はじめの一言
「日本人は、不思議と美しさやかわいらしさを見極める目とそれを愛する心を持ってきたようにおもわれる (イザベラ・バード 明治時代)」
「日本賛辞の至言33撰 ごま書房」
今回の内容
・日本はスペシャル!
・日本人は働きすぎ
ベトナム人の友人が旅行で日本に来た!
ということで、前回に続いてその子から聞いた「ベトナム人が見た日本」を書いていきます。
・日本はスペシャル!
ベトナム人の友人と話をしているとき、彼女はよく「日本はスペシャル!」と言っていた。
「日本は本当にすごい!駅もトイレも街中どこでもきれいです。安いレストランに入っても清潔で食べ物もおいしい。それに電車の時間の正確さ。1分の遅れもなく電車を運行するというのは、ベトナムではムリですね。日本にあるものは全部スペシャルですよ」
絶賛じゃないか。
「この後に何かを要求されるんじゃないか?」と不安になったけど、そんなことはなかった。
「でも私は日本に住みたいとは思いませんね。すべてにおいて高い質を維持するためには、本当に一生懸命働かないといけませんよね?日本人は働きすぎると思いますよ。日本で働いているベトナム人の友人もそう言ってました。日本人はいつも夜遅くまで会社にいて仕事をしてますし、仕事のために家族との時間を犠牲にすることもよくあるそうですね」
そのへんは会社によってちがうけど、外国人からみたら「日本人は働きすぎ」に見えることはあると思う。
「それぐらいがんばって働いているから、日本は何でも一流だと思います。でも私だったらそこまで働きたくないです。疲れてしまいますからイヤですね」
このとき彼女と東京のカフェで話をしていた。
となりのテーブルを布巾でふいている店員を見て、彼女はこんなことを言う。
「あのテーブルは、じゅうぶんきれいじゃないですか。布巾でふく必要がありますか?日本人は客がいなくても仕事を見つけてやります。ベトナム人だったら客がいなくなったらおしゃべりを始めてますよ」
そう言って笑う。
どうだろう?
ベトナムだったら、客がいても店員はおしゃべりをするような気がする。
なんなら、店員が客とおしゃべりを楽しむかもしれない。
それはともかくとして、彼女は日本が好きだけど日本では働きたいくなという。
「日本はサービスも物の質も最高ですけど、そのためには猛烈に働かないといけません。私はそこまで働きたくないです。ベトナム人だったら、日本人ほど質の高さや清潔さを必要としません。だから日本人ほど一生懸命には働きませんけど、私にはそれが楽です。自分の人生を楽しみたいです」
彼女と似たことを、カンボジア人の友人も言っていた。
「日本の電車やバスは、本当に時間厳守でびっくりしました。カンボジアにはバスの時刻表なんてありません。でもカンボジア人なら、そこまでの時間の正確さはいりませんね。10分や20分遅れたってだれも気にしません。バスが来るまでまわりの人とおしゃべりしながら、のんびり待っていればいいんですよ」
ボクは日本での時間厳守の感覚になれていて、それをもとに行動の予定を立てるから、1分単位の正確さでバスや電車が走っていることは良いことだと思っている。

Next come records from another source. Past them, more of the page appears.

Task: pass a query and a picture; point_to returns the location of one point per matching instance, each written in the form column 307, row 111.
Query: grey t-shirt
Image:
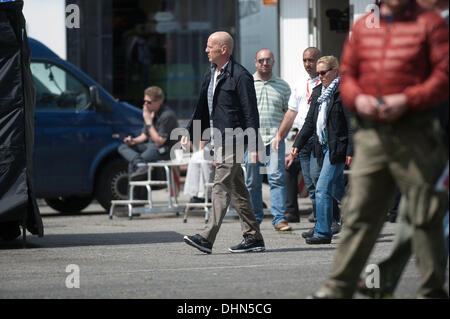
column 164, row 122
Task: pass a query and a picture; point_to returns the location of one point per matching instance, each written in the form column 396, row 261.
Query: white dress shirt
column 300, row 99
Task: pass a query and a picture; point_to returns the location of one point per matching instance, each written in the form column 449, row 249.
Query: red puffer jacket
column 409, row 55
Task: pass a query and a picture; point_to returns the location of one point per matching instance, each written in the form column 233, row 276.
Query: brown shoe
column 283, row 226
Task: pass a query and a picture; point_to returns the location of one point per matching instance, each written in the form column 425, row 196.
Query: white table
column 172, row 200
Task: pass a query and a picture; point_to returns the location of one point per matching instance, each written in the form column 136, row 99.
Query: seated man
column 154, row 142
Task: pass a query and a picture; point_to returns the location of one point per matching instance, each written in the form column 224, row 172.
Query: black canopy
column 17, row 101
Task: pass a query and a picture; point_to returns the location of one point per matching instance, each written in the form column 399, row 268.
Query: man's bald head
column 313, row 51
column 219, row 48
column 224, row 38
column 310, row 57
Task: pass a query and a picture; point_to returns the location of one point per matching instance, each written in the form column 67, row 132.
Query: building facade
column 127, row 45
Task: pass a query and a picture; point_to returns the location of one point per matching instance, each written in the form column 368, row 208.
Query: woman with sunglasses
column 328, row 121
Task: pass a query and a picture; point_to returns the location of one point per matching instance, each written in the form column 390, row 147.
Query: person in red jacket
column 392, row 75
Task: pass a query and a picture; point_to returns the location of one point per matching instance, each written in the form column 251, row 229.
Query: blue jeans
column 329, row 185
column 310, row 168
column 275, row 175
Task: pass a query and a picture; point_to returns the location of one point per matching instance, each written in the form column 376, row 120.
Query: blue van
column 78, row 127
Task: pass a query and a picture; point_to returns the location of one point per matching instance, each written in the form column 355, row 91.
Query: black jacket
column 17, row 101
column 339, row 132
column 234, row 103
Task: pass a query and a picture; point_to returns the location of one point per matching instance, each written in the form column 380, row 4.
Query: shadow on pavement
column 107, row 239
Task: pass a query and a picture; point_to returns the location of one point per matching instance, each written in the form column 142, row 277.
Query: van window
column 58, row 90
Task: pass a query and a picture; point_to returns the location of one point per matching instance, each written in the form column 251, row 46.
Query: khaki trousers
column 408, row 154
column 229, row 187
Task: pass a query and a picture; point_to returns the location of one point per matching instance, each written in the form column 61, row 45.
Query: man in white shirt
column 295, row 117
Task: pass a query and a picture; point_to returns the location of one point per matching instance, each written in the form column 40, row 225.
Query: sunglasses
column 322, row 73
column 268, row 60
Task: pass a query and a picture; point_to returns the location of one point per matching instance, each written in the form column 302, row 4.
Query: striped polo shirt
column 273, row 97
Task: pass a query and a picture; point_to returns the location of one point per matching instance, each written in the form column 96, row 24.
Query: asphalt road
column 147, row 258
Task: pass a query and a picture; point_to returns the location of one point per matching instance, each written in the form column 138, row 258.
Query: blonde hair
column 154, row 92
column 331, row 61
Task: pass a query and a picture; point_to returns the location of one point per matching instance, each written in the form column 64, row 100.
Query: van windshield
column 58, row 90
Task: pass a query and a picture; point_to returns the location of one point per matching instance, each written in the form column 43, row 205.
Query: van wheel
column 112, row 183
column 69, row 204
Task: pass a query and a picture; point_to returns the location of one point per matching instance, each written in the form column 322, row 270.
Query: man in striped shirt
column 272, row 94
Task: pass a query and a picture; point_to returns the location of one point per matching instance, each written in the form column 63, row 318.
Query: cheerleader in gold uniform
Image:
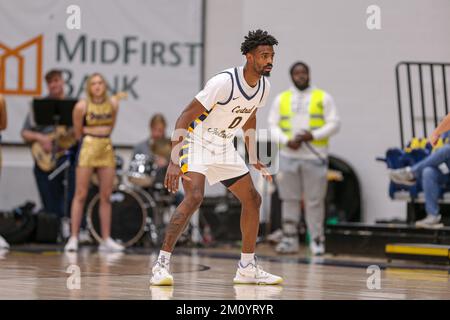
column 93, row 121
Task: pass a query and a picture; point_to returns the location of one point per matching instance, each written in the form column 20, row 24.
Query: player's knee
column 105, row 197
column 428, row 173
column 194, row 199
column 80, row 195
column 256, row 198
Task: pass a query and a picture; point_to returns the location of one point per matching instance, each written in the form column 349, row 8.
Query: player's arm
column 77, row 118
column 444, row 126
column 189, row 114
column 249, row 129
column 3, row 115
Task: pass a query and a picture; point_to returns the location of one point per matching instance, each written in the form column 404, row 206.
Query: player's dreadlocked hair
column 257, row 38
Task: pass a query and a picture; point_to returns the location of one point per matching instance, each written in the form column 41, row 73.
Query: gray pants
column 307, row 178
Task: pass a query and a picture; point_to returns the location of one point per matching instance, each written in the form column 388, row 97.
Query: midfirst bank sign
column 129, row 51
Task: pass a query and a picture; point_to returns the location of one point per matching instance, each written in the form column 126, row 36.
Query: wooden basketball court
column 32, row 272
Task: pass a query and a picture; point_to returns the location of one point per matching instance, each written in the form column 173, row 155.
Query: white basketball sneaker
column 160, row 274
column 254, row 274
column 72, row 245
column 109, row 245
column 317, row 248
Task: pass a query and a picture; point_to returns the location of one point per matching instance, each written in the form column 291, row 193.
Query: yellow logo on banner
column 15, row 53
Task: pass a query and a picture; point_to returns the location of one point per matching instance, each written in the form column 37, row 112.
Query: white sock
column 164, row 257
column 247, row 258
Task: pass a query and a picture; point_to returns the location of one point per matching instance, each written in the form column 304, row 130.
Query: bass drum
column 132, row 210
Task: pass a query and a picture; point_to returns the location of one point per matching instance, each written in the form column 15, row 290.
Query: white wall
column 353, row 64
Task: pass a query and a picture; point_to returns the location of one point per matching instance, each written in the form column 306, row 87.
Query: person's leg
column 409, row 175
column 106, row 184
column 434, row 160
column 432, row 180
column 314, row 176
column 43, row 188
column 56, row 190
column 290, row 192
column 431, row 183
column 249, row 271
column 245, row 191
column 83, row 176
column 193, row 197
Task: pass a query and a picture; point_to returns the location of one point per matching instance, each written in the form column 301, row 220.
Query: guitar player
column 51, row 191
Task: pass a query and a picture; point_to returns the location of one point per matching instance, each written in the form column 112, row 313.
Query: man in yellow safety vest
column 303, row 117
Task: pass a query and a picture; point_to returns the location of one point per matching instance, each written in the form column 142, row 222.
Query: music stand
column 57, row 112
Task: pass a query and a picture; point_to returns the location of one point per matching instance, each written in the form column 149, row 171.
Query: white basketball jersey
column 218, row 126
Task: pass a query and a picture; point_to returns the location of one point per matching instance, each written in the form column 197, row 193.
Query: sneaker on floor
column 85, row 237
column 288, row 245
column 161, row 275
column 71, row 245
column 3, row 244
column 430, row 222
column 276, row 236
column 254, row 274
column 317, row 248
column 403, row 176
column 109, row 245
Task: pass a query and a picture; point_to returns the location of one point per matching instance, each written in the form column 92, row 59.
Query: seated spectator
column 433, row 174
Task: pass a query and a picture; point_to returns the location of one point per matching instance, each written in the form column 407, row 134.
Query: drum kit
column 140, row 204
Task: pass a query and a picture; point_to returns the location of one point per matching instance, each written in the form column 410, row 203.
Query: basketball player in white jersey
column 228, row 102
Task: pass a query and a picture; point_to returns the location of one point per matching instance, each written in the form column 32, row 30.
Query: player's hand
column 434, row 138
column 171, row 181
column 305, row 136
column 46, row 142
column 265, row 173
column 294, row 144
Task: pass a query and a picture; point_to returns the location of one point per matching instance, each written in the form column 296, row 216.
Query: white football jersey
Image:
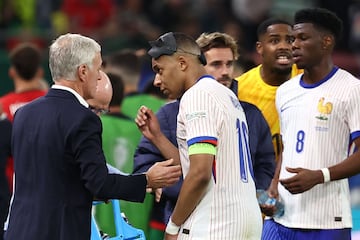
column 211, row 113
column 317, row 122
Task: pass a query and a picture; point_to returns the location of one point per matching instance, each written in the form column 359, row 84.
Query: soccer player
column 220, row 51
column 213, row 144
column 319, row 119
column 258, row 85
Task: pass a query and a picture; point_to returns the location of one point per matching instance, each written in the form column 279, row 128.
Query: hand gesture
column 163, row 174
column 303, row 180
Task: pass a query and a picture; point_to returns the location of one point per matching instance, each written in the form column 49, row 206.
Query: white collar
column 77, row 95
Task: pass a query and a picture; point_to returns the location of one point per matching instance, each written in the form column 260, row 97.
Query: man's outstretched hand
column 163, row 174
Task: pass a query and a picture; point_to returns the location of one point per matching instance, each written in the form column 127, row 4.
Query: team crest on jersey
column 324, row 108
column 235, row 102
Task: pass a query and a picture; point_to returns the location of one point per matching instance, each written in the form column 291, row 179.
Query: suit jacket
column 59, row 168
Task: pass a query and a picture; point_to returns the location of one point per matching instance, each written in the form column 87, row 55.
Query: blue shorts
column 275, row 231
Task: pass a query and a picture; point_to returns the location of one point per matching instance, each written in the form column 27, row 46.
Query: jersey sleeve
column 201, row 118
column 353, row 112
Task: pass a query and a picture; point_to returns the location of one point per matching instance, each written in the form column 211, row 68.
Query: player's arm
column 305, row 179
column 195, row 183
column 349, row 167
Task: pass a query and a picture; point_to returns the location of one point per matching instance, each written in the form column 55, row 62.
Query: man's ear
column 40, row 73
column 82, row 72
column 259, row 48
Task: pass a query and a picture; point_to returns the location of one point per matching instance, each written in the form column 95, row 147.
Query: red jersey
column 13, row 101
column 10, row 103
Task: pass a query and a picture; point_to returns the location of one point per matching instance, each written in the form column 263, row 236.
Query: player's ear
column 259, row 48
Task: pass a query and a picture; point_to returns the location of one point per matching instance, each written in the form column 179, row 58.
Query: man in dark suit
column 59, row 162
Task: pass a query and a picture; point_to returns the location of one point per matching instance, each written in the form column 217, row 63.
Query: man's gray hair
column 68, row 52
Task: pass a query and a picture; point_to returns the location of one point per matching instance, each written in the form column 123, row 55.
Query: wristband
column 326, row 174
column 172, row 228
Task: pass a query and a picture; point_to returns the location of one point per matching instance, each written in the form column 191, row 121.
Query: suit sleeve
column 147, row 154
column 93, row 170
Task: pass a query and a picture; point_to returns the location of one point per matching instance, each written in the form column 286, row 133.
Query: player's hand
column 269, row 210
column 163, row 174
column 148, row 123
column 157, row 192
column 303, row 180
column 170, row 237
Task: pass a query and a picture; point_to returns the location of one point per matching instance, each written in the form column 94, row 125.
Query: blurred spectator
column 88, row 16
column 5, row 129
column 128, row 65
column 27, row 74
column 250, row 13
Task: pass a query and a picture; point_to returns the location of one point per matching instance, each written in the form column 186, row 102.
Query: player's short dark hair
column 118, row 89
column 321, row 18
column 262, row 28
column 26, row 59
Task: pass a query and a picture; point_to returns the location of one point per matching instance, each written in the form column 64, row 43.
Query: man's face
column 308, row 45
column 92, row 76
column 220, row 64
column 275, row 47
column 168, row 76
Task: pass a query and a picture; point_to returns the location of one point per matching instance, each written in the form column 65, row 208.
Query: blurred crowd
column 131, row 23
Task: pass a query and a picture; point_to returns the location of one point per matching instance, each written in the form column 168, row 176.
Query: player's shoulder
column 342, row 74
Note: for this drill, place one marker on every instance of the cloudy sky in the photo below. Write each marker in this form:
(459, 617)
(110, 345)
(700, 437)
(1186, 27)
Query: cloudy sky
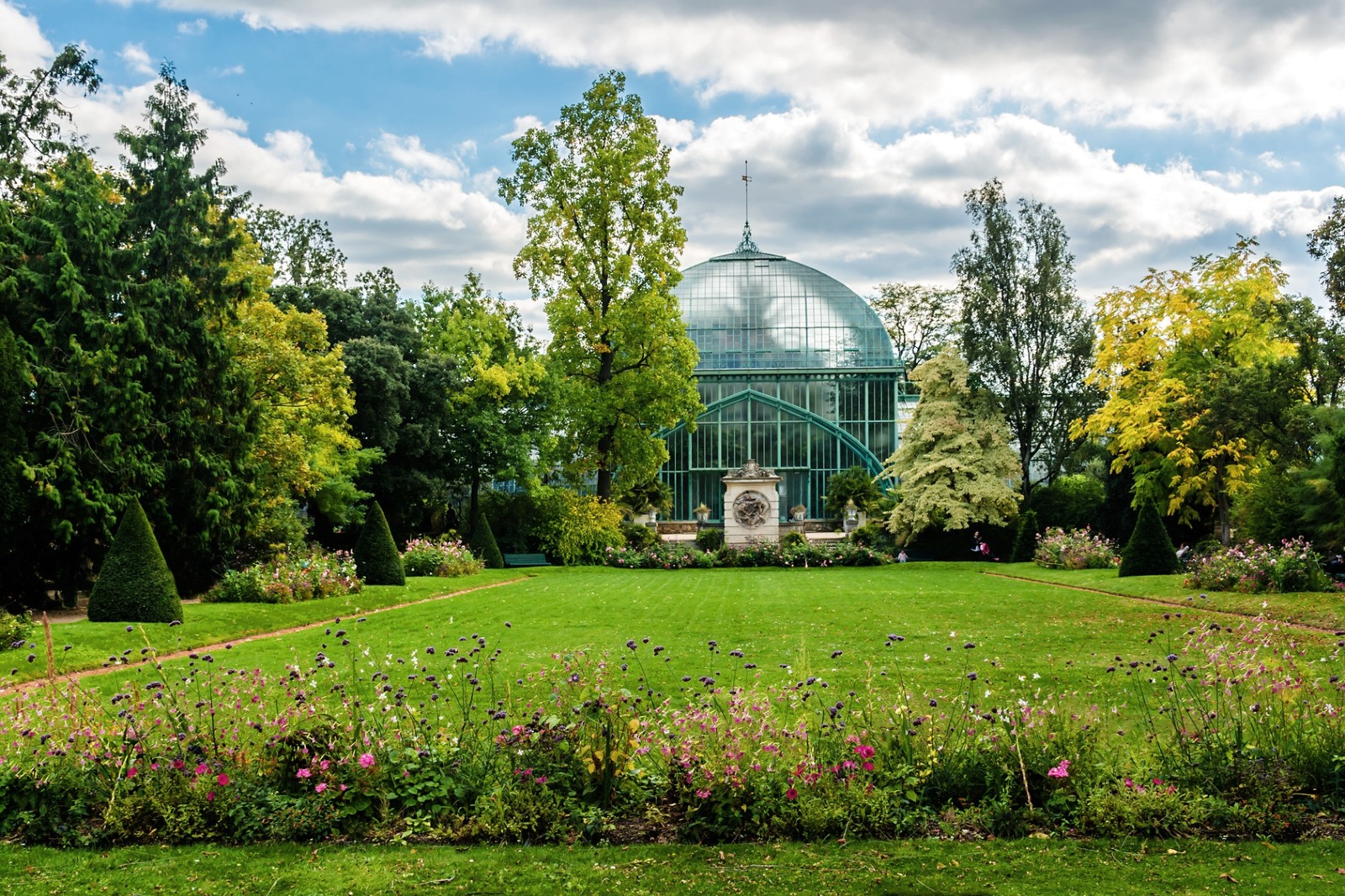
(1158, 129)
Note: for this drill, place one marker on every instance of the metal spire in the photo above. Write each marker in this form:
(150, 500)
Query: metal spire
(746, 244)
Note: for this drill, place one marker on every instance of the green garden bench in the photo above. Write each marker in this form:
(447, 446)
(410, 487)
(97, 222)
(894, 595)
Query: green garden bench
(526, 560)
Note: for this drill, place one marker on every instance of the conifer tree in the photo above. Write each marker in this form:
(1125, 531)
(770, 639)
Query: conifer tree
(1149, 551)
(377, 559)
(134, 582)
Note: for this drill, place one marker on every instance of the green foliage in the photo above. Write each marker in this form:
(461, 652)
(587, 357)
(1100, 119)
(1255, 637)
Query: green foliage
(602, 250)
(134, 582)
(854, 483)
(1149, 551)
(377, 559)
(1026, 540)
(484, 546)
(1024, 329)
(709, 539)
(954, 461)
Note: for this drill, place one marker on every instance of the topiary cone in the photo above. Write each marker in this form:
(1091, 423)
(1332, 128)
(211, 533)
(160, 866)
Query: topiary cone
(484, 546)
(377, 559)
(1149, 551)
(134, 582)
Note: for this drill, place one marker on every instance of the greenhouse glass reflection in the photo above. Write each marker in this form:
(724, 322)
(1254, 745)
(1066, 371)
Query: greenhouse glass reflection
(795, 372)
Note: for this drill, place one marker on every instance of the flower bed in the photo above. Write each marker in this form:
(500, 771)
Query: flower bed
(289, 579)
(1075, 549)
(1254, 568)
(428, 557)
(435, 746)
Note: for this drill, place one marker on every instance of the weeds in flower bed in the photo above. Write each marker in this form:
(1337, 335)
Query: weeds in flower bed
(1075, 549)
(1253, 568)
(1228, 730)
(443, 557)
(289, 579)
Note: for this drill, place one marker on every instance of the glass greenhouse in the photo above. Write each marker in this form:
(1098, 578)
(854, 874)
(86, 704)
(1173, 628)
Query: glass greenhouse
(797, 372)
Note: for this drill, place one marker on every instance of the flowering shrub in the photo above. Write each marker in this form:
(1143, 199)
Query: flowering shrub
(1253, 568)
(427, 557)
(1075, 549)
(768, 553)
(287, 580)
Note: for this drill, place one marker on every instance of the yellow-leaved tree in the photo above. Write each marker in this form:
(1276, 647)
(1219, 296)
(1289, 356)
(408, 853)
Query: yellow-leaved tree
(1188, 362)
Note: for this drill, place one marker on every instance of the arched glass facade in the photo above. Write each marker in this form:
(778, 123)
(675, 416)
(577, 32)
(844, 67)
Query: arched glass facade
(797, 372)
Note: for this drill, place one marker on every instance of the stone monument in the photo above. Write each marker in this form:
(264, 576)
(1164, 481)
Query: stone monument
(751, 505)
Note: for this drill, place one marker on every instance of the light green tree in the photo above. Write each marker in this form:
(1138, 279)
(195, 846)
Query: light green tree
(603, 245)
(954, 467)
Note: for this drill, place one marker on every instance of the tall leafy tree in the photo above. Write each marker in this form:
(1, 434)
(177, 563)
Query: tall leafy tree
(954, 465)
(1189, 362)
(1024, 329)
(920, 319)
(603, 245)
(499, 394)
(179, 224)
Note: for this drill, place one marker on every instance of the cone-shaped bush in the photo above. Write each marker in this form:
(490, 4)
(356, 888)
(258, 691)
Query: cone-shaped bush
(1026, 544)
(1150, 551)
(484, 546)
(134, 582)
(377, 560)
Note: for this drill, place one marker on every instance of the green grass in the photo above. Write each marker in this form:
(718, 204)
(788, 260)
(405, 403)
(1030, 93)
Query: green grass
(92, 645)
(903, 867)
(1029, 636)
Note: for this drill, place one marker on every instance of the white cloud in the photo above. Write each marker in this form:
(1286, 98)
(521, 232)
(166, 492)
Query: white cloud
(136, 58)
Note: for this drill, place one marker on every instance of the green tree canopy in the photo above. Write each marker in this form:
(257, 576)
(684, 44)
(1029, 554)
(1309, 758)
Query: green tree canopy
(603, 245)
(954, 465)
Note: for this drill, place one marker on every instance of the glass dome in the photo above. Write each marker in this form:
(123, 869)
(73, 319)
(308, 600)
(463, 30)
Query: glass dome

でもそれが当たり前になって、電車の到着時間が5分遅れただけで怒りだすのはいただけない。
タイのツアーバスの運転手
客がバスにいない間は、ハンモックにゆられてスマホをいじっている。
東南アジアの人なら、これぐらいの仕事のゆるさがちょうどいいんだろう。
彼女の話を聞いていると、「日本は何でも最高品質!」なんて喜んでいる場合でもないと思う。
高い質やサービスを客に提供するためには、当然それに応じた労働が必要になる。
外国人の目から見たら、それが「働きすぎ!」と映ることもある。
日本では、「過労死」が深刻な社会問題になっている。
亡くなるまで働くことは、海外ではほとんど例がないという。
日本で起きているこの状態が欧米には無い特異な状態、日本独特の異常な状態、いかにも日本的な現象として報道された
(ウィキペディア)
今では、この過労死が「KAROSHI」として英語になっている。
日本では「過労死 karoshi」という表現で呼ばれていることが欧米で知られるようになり、英語やフランス語でも「karoshi」や「karōshi」と音写するようになった。
今では「KAROSHI」は英語の辞書や他言語の辞書にも掲載されている。2002年には、オックスフォード英語辞典にも掲載された。これは過労死が日本の労働環境を表すと同時に、日本以外の世界にも広がっている働きすぎに起因する健康破壊を端的に表す言葉になってきたことである
(ウィキペディア)
日本が世界に広げたいのは日本の文化や食べ物で、こんな言葉ではなかったはず。
外国人の話を聞いていると、働き方や人生の楽しみ方について考えてしまうことがある。